43. Ayşe Çidem Tekindağ ve diğerleri (B. No: 2017/15121, 11/12/2019) başvurusunda 4721 sayılı Kanun’un 1007. maddesi kapsamında 18/11/2009 tarihinden önce zamanaşımı süresi dolmuş olan tazminat talepleri hakkında bu tarihten itibaren makul bir süre içinde dava açılabileceğinin kabulü gerektiği ifade edilmiştir. Bu sürenin ne kadar olacağının derece mahkemelerinin takdirinde olduğu ancak bu yönde bir değerlendirmeye yer verilmediği ve dava açılmasını mümkün hâle getirebilecek şekilde makul bir süre tespiti yoluna gidilmediği belirtilmiştir (Ayşe Çidem Tekindağ ve diğerleri, §§ 44, 45). Dolayısıyla somut olayda üzerinde durulması gereken konu, Yaşar Çoban kararında da belirtildiği üzere 18/11/2009 tarihinden önce zamanaşımı süresi dolan başvurucuların bu tarihten sonra dava açabilmelerini mümkün kılacak makul bir süre öngörülüp öngörülmediğine ilişkindir.

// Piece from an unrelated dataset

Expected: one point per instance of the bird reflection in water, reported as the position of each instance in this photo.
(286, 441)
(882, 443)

44. 18/11/2009 tarihinden önce zamanaşımı süresinin dolduğu gerekçesiyle reddedilen davalarda Anayasa Mahkemesi, Ayşe Çidem Tekindağ ve diğerleri kararında 18/11/2009 tarihinden 1 yıl 10 ay 15 gün sonra ve Mehmet Aykut Vural (B. No: 2017/16486, 29/1/2020) kararında ise 1 yıl 9 ay 6 gün sonra açılan davaların zamanaşımından reddedilmesinin başvurucuların mahkemeye erişim hakkını ihlal ettiğini vurgulamıştır. Buna karşılık Anayasa Mahkemesi Asım Uzun ve diğerleri (B. No:2018/26593, 12/2/2020) kararında 18/11/2009 tarihinden 4 yıl 1 ay 13 gün sonra, Bayram Hasan Özer ve Rüses Özer (B. No: 17513, 3/6/2020) kararında 3 yıl 2 ay 13 gün sonra ve Işıl Kantarcı (B. No: 2018/17640, 14/10/2020)kararında 4 yıl 5 ay 10 gün sonra açılan davaların zamanaşımından reddedilmesinin başvurucuların mahkemeye erişim hakkını ihlal etmediği sonucuna varmıştır (Ayşe Çidem Tekindağ ve diğerleri, § 45; Mehmet Aykut Vural, § 47; Asım Uzun ve diğerleri, § 42; Bayram Hasan Özer ve Rüses Özer, § 28; Işıl Kantarcı,§ 40).
45. Başvuruya konu olayda başvurucular ve diğer mirasçılar tarafından 31/12/2014 tarihinde 4721 sayılı Kanun’un 1007. maddesine dayalı olarak tazminat davası açılmıştır. Söz konusu dava, on yıllık zamanaşımı süresi içinde açılmadığı gerekçesiyle reddedilmiştir. Buna karşılık derece mahkemeleri, davanın 18/11/2009 tarihinde etkili ve elverişli hâle gelen hukuk yolunun bu tarihten sonra kullanılmasına imkân sağlayacak makul bir sürede açılıp açılmadığına ilişkin bir değerlendirmede bulunmamıştır.
46. Bu nedenle 18/11/2009 tarihinden önce zamanaşımı süresi dolmuş olan somut olaya konu davanın bu tarihten sonra makul bir süre içinde açılıp açılmadığının tespit edilmesi gerekmektedir. Somut olayda 18/11/2009 tarihinden 5 yıl 1 ay 13 gün sonra açılan davanın makul kabul edilebilecek bir sürede açılmadığı sonucuna varılmıştır. Dolayısıyla 18/11/2009 tarihinde etkili hâle gelen hukuk yolu için bu süreden sonra makul denilebilecek sürede dava açmayan başvurucuların davasının zamanaşımından reddedilmesi suretiyle başvuruculara yüklenen külfetin orantısız olduğundan bahsedilemez. Başvuruya konu şikâyet yönünden kamu yararı ile bireyin mahkemeye erişim hakkı arasında kurulması gereken adil dengenin başvurucular aleyhine bozulmadığı değerlendirilmiştir.
47. Açıklanan gerekçelerle başvurunun açıkça dayanaktan yoksun olması nedeniyle kabul edilemez olduğuna karar verilmesi gerekir.
VI. HÜKÜM
Açıklanan gerekçelerle;
A. Mahkemeye erişim hakkının ihlal edildiğine ilişkin iddianın açıkça dayanaktan yoksun olması nedeniyle KABUL EDİLEMEZ OLDUĞUNA,
B. Yargılama giderlerinin başvurucular üzerinde BIRAKILMASINA 7/1/2025 tarihinde OYBİRLİĞİYLE karar verildi.